A carbon credit is a certificate or trading permit that represents the right to emit 1 tonne of CO2 or CO2-equivalent.
Interesting notes on carbon credits
- Carbon credits are often sold and bought on voluntary markets by companies that want to offset their emissions in order to reach a goal of net zero emissions;
- Carbon credits are now an important component of global efforts to fight the climate crisis and represent an ever evolving innovative field;
- Carbon credits cover emissions of various greenhouse gases. This is why we speak of CO2, but also of CO2-equivalent, a unit of measurement that represents the ability of a gas to warm the atmosphere in terms of the amount of CO2 that produces the same effect in a given time frame.
Carbon credits were first introduced in 1997 with the Kyoto Protocol, an international treaty adopted under the United Nations Framework Convention on Climate Change to coordinate responses to climate change.

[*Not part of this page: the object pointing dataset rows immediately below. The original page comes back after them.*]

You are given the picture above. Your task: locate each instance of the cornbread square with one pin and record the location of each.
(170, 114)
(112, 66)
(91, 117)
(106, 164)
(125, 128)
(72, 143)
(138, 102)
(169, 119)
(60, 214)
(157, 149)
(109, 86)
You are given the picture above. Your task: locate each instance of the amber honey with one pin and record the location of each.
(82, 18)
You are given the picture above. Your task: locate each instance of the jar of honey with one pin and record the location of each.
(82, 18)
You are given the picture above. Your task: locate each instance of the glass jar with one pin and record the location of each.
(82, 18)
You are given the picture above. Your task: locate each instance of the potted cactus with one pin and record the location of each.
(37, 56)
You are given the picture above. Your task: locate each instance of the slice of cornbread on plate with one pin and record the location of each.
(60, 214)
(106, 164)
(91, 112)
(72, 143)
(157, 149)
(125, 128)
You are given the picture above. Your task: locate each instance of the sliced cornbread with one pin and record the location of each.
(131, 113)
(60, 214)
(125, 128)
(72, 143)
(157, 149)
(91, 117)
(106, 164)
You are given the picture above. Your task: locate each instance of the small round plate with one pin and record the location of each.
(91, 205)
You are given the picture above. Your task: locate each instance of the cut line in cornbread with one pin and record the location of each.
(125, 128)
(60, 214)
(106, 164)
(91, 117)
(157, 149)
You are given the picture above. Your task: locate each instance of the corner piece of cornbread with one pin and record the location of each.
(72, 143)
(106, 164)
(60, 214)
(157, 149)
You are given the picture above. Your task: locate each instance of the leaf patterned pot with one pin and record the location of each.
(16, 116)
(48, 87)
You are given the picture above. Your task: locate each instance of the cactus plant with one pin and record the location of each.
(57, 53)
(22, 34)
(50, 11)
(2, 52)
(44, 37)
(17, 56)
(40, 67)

There are several types of carbon credits generated by different projects and activities respectively. Emission reduction credits are generated by projects that reduce or prevent emissions, such as those aimed at producing energy from renewable sources. Removal or sequestration credits, on the other hand, are those related to activities that directly remove carbon from the atmosphere, such as reforestation projects.
Carbon credits must be verified by third-party organisations that ensure that the removal or reduction of emissions actually occurs, is measurable and is additional. Additionality is a very important factor and means that the removal or reduction of emissions generated by a project would not have occurred without the financial incentive provided by the carbon credit.